Uma pessoa “única”, “extraordinária”, com “uma grande bagagem cultural” e “imensa graça”, “muito sedutora intelectualmente” e, na vida profissional, “rigorosa”, “criativa” e “de uma extrema competência”. De feitio “reservado” e “nem sempre fácil”, foi sempre uma figura marcante para quem a conheceu. Considerada uma das vozes renovadoras da literatura portuguesa desde a década de 1960 e uma das autoras mais importantes das últimas décadas, Maria Velho da Costa faleceu no passado dia 23 de maio, aos 81 anos, em Lisboa, cidade onde nasceu a 26 de junho de 1938. O encarte do Camões I.P. evoca a escritora e a sua colaboração com o instituto - que ocorreu em diversos momentos ao longo de mais de 20 anos -, ouvindo os testemunhos de Helder Macedo, José de Bouza Serrano e Margarida Lages.

A primeira colaboração com o Camões, I.P. (então ICALP - Instituto de Cultura e Língua Portuguesa) remonta ao ano de 1982, quando Maria Velho da Costa foi nomeada leitora de Português no King’s College da Universidade de Londres. A nomeação teve na origem um pedido formal de Helder Macedo, que, já na altura, era professor no King’s College, e para quem Maria Velho da Costa havia trabalhado como adjunta, no tempo em que foi secretário de Estado da Cultura, em 1979, no governo de ‘cem dias’ de Maria de Lourdes Pintasilgo. 

O pedido foi então aceite, como conta Helder Macedo: “Através do ICALP e com o apoio pessoal, extremamente generoso, do presidente Fernando de Melo Moser, criou-se o cargo de segundo leitor de Português no King’s College”. “Ela [Maria Velho da Costa] veio e em princípio ficaria só um ano, mas foi de tal maneira eficiente e trabalhou tão bem que ficou muito mais tempo”. 

Durante cinco anos, entre 1982 e 1987, como leitora de Português no King’s College, Maria Velho da Costa lecionou, tal como Gastão Cruz, os cursos gerais de cultura portuguesa. “Usavam os textos que queriam, incentivavam os alunos e davam uma visão panorâmica da cultura portuguesa, o que os ajudava a escolher nos anos subsequentes quais as cadeiras que queriam fazer do curso propriamente dito”, explica Helder Macedo. 

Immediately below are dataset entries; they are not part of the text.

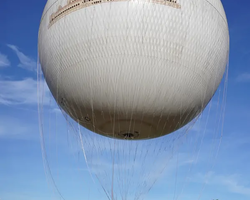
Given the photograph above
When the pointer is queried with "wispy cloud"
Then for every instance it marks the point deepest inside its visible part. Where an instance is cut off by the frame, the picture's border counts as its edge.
(14, 127)
(25, 61)
(233, 183)
(18, 92)
(4, 61)
(244, 77)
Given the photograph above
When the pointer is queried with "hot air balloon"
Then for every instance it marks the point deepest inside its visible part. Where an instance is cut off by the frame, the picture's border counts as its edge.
(132, 70)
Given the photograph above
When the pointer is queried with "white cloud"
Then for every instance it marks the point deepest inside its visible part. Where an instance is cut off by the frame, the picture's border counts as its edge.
(18, 92)
(4, 61)
(245, 77)
(25, 61)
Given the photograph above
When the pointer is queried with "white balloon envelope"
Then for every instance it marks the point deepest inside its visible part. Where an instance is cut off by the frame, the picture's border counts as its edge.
(133, 69)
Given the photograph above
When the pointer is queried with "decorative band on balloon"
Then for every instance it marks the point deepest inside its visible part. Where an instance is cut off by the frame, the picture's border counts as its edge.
(74, 5)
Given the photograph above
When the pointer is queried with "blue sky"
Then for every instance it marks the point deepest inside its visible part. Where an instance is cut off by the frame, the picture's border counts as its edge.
(22, 174)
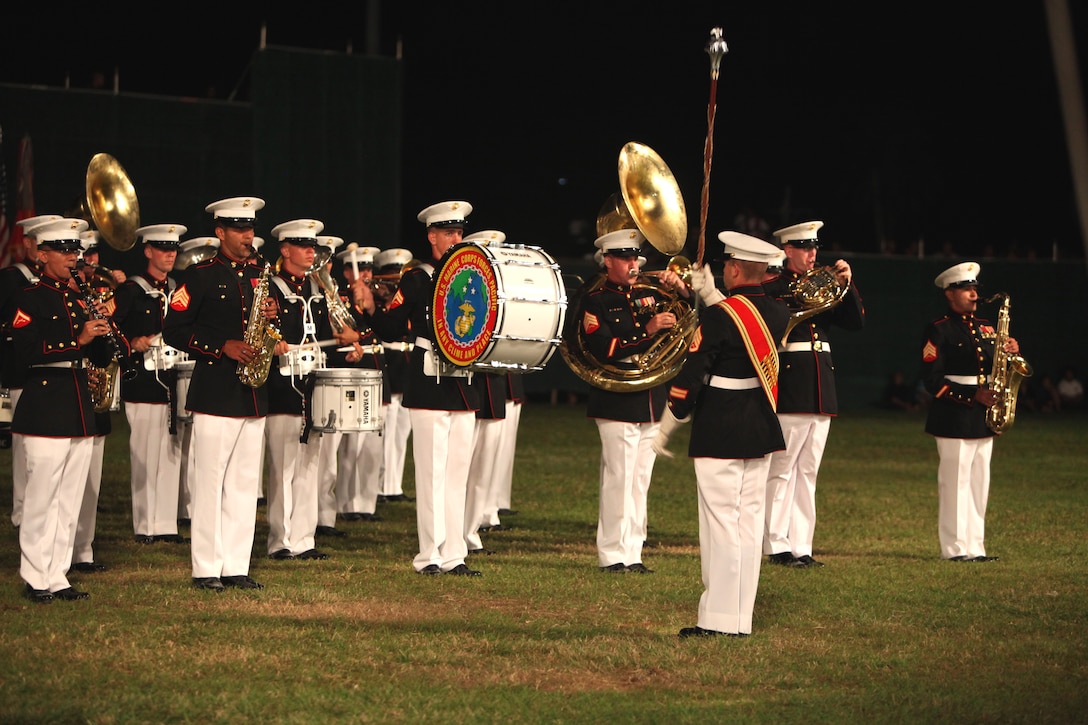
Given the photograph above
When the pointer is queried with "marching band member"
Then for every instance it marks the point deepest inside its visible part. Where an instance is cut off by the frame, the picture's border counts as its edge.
(442, 406)
(54, 336)
(806, 402)
(208, 320)
(358, 474)
(22, 273)
(620, 321)
(155, 452)
(396, 421)
(728, 386)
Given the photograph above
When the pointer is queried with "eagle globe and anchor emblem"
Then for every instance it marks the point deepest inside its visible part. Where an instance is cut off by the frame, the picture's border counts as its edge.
(466, 305)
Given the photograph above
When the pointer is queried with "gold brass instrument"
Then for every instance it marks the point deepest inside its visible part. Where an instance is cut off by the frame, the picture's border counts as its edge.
(260, 333)
(109, 204)
(1006, 375)
(652, 204)
(814, 292)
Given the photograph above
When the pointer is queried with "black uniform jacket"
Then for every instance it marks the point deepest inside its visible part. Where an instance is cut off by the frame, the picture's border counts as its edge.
(46, 324)
(728, 424)
(139, 314)
(13, 280)
(613, 320)
(955, 345)
(410, 309)
(209, 308)
(806, 379)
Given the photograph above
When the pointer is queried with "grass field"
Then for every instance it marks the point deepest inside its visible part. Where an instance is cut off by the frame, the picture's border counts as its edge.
(886, 633)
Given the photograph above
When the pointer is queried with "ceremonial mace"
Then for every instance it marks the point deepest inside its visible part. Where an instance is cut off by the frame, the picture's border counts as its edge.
(716, 48)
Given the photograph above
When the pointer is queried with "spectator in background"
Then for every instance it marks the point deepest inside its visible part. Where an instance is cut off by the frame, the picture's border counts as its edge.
(1071, 391)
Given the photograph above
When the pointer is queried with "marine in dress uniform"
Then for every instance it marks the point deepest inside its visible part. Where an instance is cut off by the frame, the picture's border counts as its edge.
(155, 442)
(293, 450)
(956, 360)
(54, 340)
(728, 388)
(396, 422)
(13, 279)
(208, 320)
(358, 476)
(806, 402)
(619, 321)
(442, 407)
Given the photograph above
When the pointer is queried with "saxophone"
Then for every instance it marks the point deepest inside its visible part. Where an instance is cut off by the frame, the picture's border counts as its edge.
(1008, 372)
(260, 334)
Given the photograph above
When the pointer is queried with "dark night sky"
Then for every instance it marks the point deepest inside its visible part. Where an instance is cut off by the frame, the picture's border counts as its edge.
(937, 121)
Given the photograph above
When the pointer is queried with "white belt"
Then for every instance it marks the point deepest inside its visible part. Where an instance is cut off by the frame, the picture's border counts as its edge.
(732, 383)
(967, 380)
(818, 346)
(64, 364)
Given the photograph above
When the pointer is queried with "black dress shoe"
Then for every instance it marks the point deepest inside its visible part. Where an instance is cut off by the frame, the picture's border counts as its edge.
(211, 584)
(88, 567)
(240, 581)
(38, 596)
(783, 558)
(71, 594)
(464, 570)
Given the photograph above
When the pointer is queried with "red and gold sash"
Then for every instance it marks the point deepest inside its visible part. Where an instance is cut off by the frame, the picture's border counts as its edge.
(761, 346)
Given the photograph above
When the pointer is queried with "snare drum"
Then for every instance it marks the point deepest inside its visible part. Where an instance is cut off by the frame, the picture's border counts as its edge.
(184, 378)
(498, 308)
(346, 400)
(7, 406)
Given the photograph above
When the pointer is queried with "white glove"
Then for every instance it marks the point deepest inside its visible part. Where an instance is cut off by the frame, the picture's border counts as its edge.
(702, 281)
(669, 424)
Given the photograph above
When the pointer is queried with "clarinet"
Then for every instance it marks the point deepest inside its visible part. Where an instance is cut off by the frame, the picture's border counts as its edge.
(120, 355)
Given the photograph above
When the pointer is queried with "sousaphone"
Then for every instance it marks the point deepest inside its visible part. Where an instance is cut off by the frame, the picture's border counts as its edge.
(651, 201)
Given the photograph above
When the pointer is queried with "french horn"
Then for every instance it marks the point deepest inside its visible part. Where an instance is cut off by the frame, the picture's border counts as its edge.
(651, 201)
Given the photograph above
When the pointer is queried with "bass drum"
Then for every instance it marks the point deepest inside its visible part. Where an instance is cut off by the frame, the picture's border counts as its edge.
(498, 308)
(346, 400)
(184, 378)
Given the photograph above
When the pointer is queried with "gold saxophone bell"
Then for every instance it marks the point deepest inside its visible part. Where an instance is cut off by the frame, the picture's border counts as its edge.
(109, 203)
(651, 201)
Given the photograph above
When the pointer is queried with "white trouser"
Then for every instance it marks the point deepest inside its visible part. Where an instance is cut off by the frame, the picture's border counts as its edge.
(358, 478)
(83, 543)
(486, 441)
(395, 441)
(499, 496)
(56, 477)
(17, 467)
(791, 484)
(225, 482)
(292, 494)
(731, 499)
(963, 489)
(156, 468)
(627, 465)
(185, 471)
(442, 451)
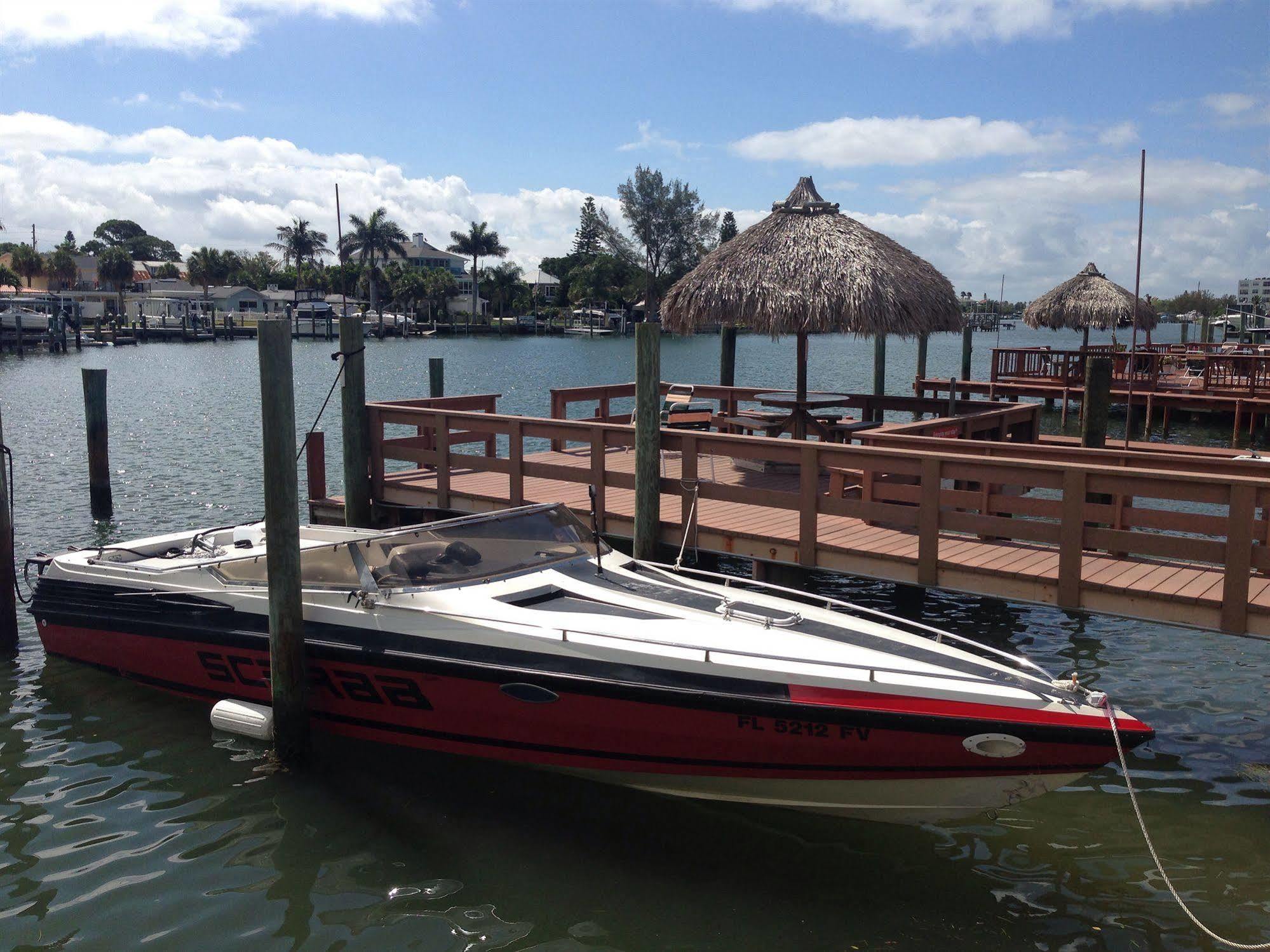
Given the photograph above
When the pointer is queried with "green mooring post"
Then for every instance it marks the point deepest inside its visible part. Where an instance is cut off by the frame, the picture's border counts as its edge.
(728, 356)
(98, 445)
(1098, 400)
(436, 376)
(8, 574)
(879, 370)
(357, 431)
(648, 438)
(287, 681)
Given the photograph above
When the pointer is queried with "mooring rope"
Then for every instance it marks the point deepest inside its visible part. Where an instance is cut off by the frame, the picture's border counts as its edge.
(1151, 847)
(692, 512)
(329, 392)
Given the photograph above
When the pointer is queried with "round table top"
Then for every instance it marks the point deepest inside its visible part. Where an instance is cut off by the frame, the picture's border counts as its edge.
(788, 398)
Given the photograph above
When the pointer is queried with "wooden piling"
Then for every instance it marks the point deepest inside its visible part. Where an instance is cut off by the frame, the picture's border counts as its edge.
(728, 356)
(357, 438)
(648, 438)
(98, 445)
(1097, 403)
(879, 368)
(8, 573)
(436, 377)
(287, 681)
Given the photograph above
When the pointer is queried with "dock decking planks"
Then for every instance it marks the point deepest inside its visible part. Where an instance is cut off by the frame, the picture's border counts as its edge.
(1158, 589)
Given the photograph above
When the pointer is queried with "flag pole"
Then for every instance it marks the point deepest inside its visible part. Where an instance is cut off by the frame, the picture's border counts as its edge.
(1137, 279)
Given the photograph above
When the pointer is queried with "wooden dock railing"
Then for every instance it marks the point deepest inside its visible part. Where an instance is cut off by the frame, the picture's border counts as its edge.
(1206, 520)
(1163, 367)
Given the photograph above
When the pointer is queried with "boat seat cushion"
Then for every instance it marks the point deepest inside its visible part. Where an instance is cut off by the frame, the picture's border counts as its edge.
(419, 560)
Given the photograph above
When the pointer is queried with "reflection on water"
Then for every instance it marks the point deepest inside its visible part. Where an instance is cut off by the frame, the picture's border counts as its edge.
(127, 823)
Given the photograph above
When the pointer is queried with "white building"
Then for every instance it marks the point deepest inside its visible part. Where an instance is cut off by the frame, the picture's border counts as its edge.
(544, 286)
(1254, 287)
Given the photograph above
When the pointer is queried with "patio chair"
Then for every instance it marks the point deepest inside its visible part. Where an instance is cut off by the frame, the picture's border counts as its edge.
(681, 412)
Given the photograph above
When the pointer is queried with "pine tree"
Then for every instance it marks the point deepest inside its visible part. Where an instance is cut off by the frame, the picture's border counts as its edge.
(587, 240)
(727, 227)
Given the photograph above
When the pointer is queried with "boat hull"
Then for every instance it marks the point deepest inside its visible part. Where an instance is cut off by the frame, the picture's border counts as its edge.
(696, 739)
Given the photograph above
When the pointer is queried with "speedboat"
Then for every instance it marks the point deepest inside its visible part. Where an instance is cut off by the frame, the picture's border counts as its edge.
(25, 315)
(520, 636)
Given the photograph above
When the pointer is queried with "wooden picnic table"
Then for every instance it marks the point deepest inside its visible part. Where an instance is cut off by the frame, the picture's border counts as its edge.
(801, 419)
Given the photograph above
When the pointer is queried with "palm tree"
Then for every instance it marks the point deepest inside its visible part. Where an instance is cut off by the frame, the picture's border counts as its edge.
(27, 262)
(207, 267)
(61, 267)
(504, 279)
(114, 268)
(300, 243)
(376, 236)
(476, 243)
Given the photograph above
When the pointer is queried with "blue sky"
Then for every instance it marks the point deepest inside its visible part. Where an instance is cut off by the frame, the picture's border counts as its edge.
(989, 136)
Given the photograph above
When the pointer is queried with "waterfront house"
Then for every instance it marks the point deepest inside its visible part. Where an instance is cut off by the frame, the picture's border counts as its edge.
(543, 286)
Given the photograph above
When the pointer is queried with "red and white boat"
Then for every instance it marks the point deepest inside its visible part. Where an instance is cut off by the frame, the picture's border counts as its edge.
(510, 636)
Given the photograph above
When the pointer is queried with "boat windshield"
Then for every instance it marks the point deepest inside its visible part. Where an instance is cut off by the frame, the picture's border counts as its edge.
(465, 551)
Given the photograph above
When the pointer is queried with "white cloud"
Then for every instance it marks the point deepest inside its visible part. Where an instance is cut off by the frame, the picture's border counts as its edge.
(653, 138)
(183, 25)
(216, 100)
(1039, 226)
(234, 192)
(907, 140)
(1170, 182)
(928, 22)
(1121, 135)
(1230, 103)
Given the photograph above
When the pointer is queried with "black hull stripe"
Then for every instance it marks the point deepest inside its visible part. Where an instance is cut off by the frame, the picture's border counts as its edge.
(559, 673)
(652, 760)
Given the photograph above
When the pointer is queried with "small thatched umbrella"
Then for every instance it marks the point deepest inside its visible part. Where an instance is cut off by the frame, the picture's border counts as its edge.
(1089, 300)
(808, 269)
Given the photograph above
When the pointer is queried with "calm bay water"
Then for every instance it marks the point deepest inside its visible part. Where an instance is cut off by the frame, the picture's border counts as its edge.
(125, 822)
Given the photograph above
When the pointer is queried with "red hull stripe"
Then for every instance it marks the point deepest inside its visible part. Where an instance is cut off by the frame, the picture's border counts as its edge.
(476, 718)
(939, 707)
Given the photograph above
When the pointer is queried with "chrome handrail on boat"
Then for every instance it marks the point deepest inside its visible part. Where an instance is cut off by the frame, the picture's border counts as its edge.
(706, 652)
(850, 606)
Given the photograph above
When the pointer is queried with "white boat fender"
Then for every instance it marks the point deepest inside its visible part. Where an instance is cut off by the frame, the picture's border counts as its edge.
(243, 718)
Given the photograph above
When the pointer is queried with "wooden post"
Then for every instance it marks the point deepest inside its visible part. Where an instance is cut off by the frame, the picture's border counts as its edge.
(287, 681)
(929, 525)
(879, 368)
(1097, 401)
(357, 456)
(436, 377)
(728, 356)
(98, 445)
(648, 438)
(922, 340)
(8, 573)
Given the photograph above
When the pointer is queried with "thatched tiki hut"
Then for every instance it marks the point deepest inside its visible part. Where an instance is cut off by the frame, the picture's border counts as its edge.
(808, 269)
(1089, 300)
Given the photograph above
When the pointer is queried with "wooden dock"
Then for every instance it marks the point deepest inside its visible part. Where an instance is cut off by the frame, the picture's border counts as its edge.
(1172, 539)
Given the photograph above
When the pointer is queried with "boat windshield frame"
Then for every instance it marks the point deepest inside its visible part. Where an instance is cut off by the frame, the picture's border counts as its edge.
(431, 555)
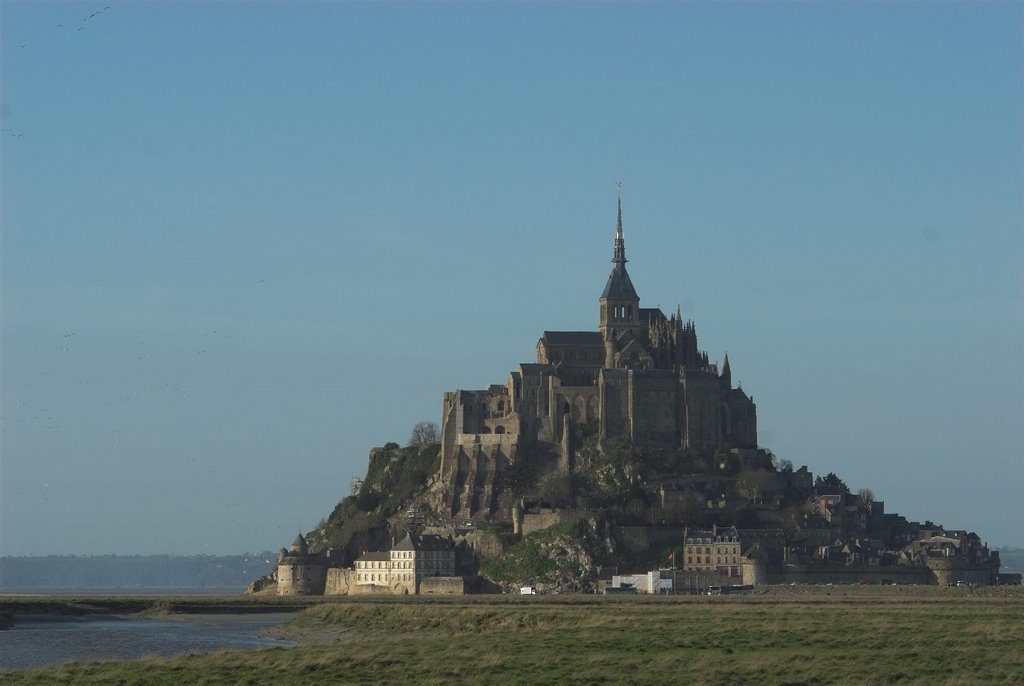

“Foi de uma extrema competência, pontual, dedicada. Foi realmente muito gratificante tê-la cá a trabalhar como professora. Ela não tinha tido grande treino de ensino, foi uma aposta na qualidade dela e não podia ter corrido melhor”, garante Helder Macedo. Além das competências profissionais e do vastíssimo conhecimento da língua, cultura e literatura 

portuguesas, destacou-se também pela relação que estabelecia com os alunos: “Era extremamente simpática, muito sedutora intelectualmente e conseguia criar uma relação de empatia muito grande com os alunos, que a adoravam”. 

Um ano antes de assumir o cargo de ‘leitora’, em 1980-1981, Maria Velho da Costa ocupara já o lugar de ‘escritora residente’ no King’s College, desta feita com o apoio da Fundação Calouste Gulbenkian e do administrador responsável pelo serviço internacional, José Blanco. Para Helder Macedo, a relação próxima e generosa com os alunos era visível já nesse primeiro ano, quando, enquanto escritora, “falava basicamente sobre o que lhe apetecia”. “O trânsito de escritora residente para leitora foi muito fácil porque, no fundo, as funções acrescentadas do ensino da língua eram semelhantes”, observa.  

Importa referir que a autora de Maina Mendes já era conhecida pelos alunos do King’s College bem antes de lá ter chegado. Pelo menos os alunos dos cursos de ficção portuguesa, que Helder Macedo começou aí a lecionar em 1971, deveriam conhecê-la. “[Os cursos] terminavam sempre com uma obra de um autor ainda à margem dos prevalecentes critérios académicos. Nesse ano foi Passos em Volta, do Herberto Helder, no ano seguinte Maina Mendes, da Maria Velho da Costa. Era a minha aposta na dissidência de então como a norma de um futuro desejado”, escreve o também escritor e crítico literário, num texto publicado na anterior edição do JL, especialmente dedicado à autora. 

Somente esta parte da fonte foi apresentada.